The krolvin have retained knowledge of them like a trophy of a defeated foe. That which has been passed down speaks of the people who became the Reivers, leaving the land of Elanith in a great fleet. Not all left. Some remained, and little is known of their fate. Of those who sailed forth, it was said they did so out of intent to stop a golden evil. What that evil was, and if it was stopped, is unknown. In time, the people from Elanith settled on a new continent located to the south of the krolvin nations. There they built a new kingdom, one which rivaled that which had been left behind. There a great many beautiful thing was wrought before the krol found them. They were a good people of good heart and upon meeting the krolvin, they believed it their duty to destroy the krol, as their ancestors had stopped the evil in the past.
What entailed was a war of decades. How the krolvin defeated these good people is a mystery, but they shattered them as much as their own continent. The kingdom across the seas was destroyed and the remnant peoples of it fled across the waves in search of havens. The krolvin pursued, hunting them like game. Those who survived that period were forced to change. They had to change their tactics, their views upon the world, and in the process, something was lost. The krolvin would say that something was gained. They found their erstwhile prey had become something more like themselves.
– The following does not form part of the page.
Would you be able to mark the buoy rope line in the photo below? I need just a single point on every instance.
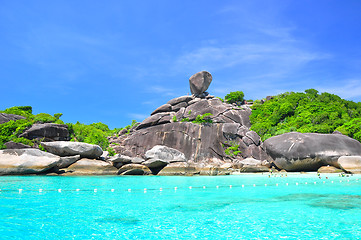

Speak with a reiver and you may tell no difference between them and a man of the empire of Turamzyrr. Yet, there is a viciousness within them, a willingness to do what other men would hesitate to think. A friend is a friend for life, but a foe who risks the lives of their blood is one who must be destroyed. Their settlements are often located in extremes, in mountains, in places of ice, and on isles that have longed been thought deserted. They raise their children like their fellow humans, but impart the lessons of the breaking that happened so long ago that only the pain of its lesson is remembered. The process shattered not only their people, but their faith in the Gods. Now they worship a different faith and a religion alien to most. It is a faith based on both forgiveness and vengeance. It teaches from a book, a relic of a time when such things were considered most holy. They remember that wisdom came from tomes, even if they no longer fill their halls and homes with them. Ultimately, the reivers are a people who wish only to be left alone. They desire to live in peace, even if they prepare always for war. They are a lesson to what happens when the good are humbled by the savage.
Thus I leave you a short history and teaching of the two races bound and shaped by conflict of generations. Learn it well and know that one race's destiny is never one endured alone, but may be shared by any.